Now this is a book that you go into expecting a pretty straight-forward One Thing, and then come out of it with a Completely Different Thing.
It was both a pro and a con, in my humble opinion.
Slated as Gossip Girl meets One of Us Is Lying, They Wish They Were Us follows the lives of the Long Island elite, through the eyes of Jill Newman. Jill is a member of “The Players,” the top of the social hierarchy at her boarding/prep school. The Players are beautiful, wealthy, and connected, but beneath their golden veneer lies tragedy; one of their members, Shaila, was murdered years ago and it’s beginning to look more and more like the person they all thought was the killer, very well may not have been.
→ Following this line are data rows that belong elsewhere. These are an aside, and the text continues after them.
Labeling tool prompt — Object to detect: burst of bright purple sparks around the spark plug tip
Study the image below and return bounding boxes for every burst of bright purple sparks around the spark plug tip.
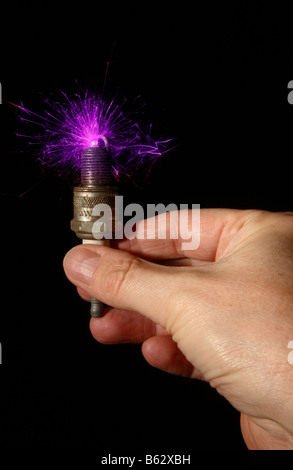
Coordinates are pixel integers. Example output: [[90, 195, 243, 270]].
[[18, 92, 172, 178]]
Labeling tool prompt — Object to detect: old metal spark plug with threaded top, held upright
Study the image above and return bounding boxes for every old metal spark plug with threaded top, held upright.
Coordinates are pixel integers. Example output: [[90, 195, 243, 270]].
[[71, 145, 119, 318]]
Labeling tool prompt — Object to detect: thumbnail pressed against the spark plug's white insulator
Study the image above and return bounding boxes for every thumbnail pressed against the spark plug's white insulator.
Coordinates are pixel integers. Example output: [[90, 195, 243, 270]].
[[64, 248, 100, 285]]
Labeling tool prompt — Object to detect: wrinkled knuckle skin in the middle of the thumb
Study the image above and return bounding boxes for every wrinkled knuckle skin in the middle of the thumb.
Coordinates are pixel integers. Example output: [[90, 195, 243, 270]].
[[101, 255, 139, 297]]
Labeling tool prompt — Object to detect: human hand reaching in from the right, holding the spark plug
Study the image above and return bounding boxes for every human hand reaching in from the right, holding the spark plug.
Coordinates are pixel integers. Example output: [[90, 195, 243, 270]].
[[64, 209, 293, 449]]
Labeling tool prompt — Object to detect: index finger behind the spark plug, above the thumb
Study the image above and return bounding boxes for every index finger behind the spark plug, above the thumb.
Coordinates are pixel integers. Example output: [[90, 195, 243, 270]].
[[113, 209, 244, 262]]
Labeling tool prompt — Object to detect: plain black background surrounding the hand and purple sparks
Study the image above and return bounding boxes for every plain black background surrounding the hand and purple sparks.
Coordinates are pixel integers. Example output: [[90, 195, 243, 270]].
[[0, 1, 293, 456]]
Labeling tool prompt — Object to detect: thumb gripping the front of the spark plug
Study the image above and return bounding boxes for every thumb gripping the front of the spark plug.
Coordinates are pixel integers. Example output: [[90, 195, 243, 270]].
[[64, 245, 200, 334]]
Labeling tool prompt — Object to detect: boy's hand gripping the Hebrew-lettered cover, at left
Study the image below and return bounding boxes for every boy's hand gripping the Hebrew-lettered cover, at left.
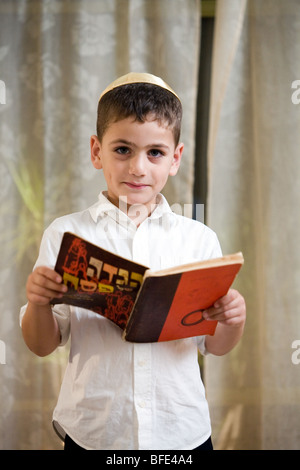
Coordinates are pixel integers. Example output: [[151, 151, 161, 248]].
[[26, 266, 68, 306]]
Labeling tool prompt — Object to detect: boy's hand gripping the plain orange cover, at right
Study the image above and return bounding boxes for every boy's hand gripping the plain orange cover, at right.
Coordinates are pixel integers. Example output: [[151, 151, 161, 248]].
[[203, 289, 246, 327]]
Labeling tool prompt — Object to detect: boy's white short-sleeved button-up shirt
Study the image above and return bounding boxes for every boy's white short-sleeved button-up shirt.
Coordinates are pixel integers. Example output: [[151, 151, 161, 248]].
[[21, 193, 221, 450]]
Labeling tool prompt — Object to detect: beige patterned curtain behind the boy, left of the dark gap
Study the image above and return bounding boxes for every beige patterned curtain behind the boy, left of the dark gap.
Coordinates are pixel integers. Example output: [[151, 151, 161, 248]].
[[0, 0, 200, 450]]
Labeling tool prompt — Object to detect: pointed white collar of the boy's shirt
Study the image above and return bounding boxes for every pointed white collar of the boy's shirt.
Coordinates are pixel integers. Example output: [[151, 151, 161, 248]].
[[89, 191, 172, 223]]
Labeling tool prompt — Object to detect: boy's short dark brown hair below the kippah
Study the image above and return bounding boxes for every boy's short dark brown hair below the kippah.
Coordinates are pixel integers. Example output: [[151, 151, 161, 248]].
[[97, 83, 182, 146]]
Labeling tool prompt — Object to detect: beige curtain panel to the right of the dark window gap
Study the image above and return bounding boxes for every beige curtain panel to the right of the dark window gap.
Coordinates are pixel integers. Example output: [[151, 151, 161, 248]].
[[206, 0, 300, 450]]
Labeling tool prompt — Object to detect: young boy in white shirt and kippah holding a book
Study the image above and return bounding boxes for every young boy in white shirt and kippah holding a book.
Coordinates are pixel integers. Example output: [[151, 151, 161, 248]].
[[21, 74, 246, 450]]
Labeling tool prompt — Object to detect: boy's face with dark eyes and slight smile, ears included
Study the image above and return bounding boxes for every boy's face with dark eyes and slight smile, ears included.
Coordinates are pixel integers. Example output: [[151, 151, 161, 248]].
[[91, 117, 183, 219]]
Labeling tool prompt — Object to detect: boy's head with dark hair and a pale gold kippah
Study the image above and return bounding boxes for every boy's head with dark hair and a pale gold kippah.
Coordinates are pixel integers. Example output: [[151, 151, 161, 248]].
[[91, 74, 183, 223]]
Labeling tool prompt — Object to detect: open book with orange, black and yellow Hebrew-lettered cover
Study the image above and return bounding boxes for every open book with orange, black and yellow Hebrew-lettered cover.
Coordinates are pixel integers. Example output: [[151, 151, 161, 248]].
[[52, 232, 244, 343]]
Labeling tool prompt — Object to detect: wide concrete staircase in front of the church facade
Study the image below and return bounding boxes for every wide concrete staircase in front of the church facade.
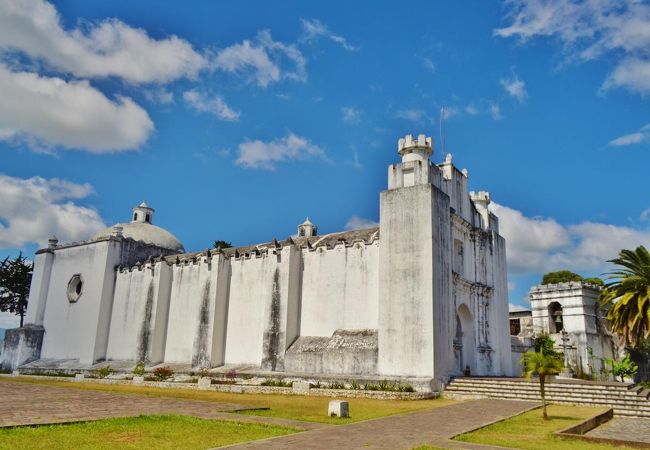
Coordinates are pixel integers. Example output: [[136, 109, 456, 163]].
[[443, 377, 650, 417]]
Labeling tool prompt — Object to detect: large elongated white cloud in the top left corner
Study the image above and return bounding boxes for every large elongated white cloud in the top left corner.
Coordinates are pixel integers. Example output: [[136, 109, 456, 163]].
[[0, 0, 206, 83]]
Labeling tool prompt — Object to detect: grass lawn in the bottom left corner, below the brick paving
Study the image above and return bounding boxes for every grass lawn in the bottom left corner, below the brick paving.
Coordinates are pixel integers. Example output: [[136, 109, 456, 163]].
[[0, 415, 296, 450]]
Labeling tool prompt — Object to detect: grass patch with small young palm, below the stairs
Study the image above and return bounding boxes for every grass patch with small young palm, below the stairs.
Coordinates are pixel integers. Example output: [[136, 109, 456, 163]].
[[456, 405, 623, 450]]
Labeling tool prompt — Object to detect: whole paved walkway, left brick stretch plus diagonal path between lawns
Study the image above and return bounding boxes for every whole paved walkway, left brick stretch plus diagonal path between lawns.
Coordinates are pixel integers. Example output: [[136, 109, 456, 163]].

Chaos ensues.
I came into this book expecting a murder mystery against the backdrop of the uber wealthy and entitled teenagers of Long Island. And the book turned out to be more about the drama of the uber wealthy teenagers, with a good subplot of murder.
It was a good thing because the characters were interesting. Goodman sets you up to think they are little more than shallow creatures at the start of the novel, but slowly, very slowly, she peels back little layers and makes pointed references that allow the readers to show just how messed up these teens are. And how messed up everything they worked hard for to be in The Player’s was to achieve. (Hazing rituals are abound in order to achieve Top Dog Status, it seems.)
Jill is a decent protagonist. She’s smart, even if she does rely on the facade of being a wealthy, bitchy Player a little too heavily to hide her scholarship status. She genuinely misses Shaila, but you do see both the good of her best friend and the bad, through Jill’s eyes.
Wealth, privilege, ambition– it’s all explored her in this novel in the extremes. To be a Player is a lifelong sentence. And that’s something that is played into in depth.
What I am disappointed in, however, is that I came into this book expecting there to be a heavy mystery to solve. And I was let down. The murder plot is very muched pushed to the back to the novel. The twists in the murder plot were well done, but there just wasn’t enough of an emphasis on what really happened the night Shaila died throughout the whole book.
However, this book most certainly lives up to its Gossip Girl predecessor. This book is about the lengths people will go to maintain the status of the adored. And it’s certainly worth a pickup if you’re looking to lose yourself in that lifestyle for a while.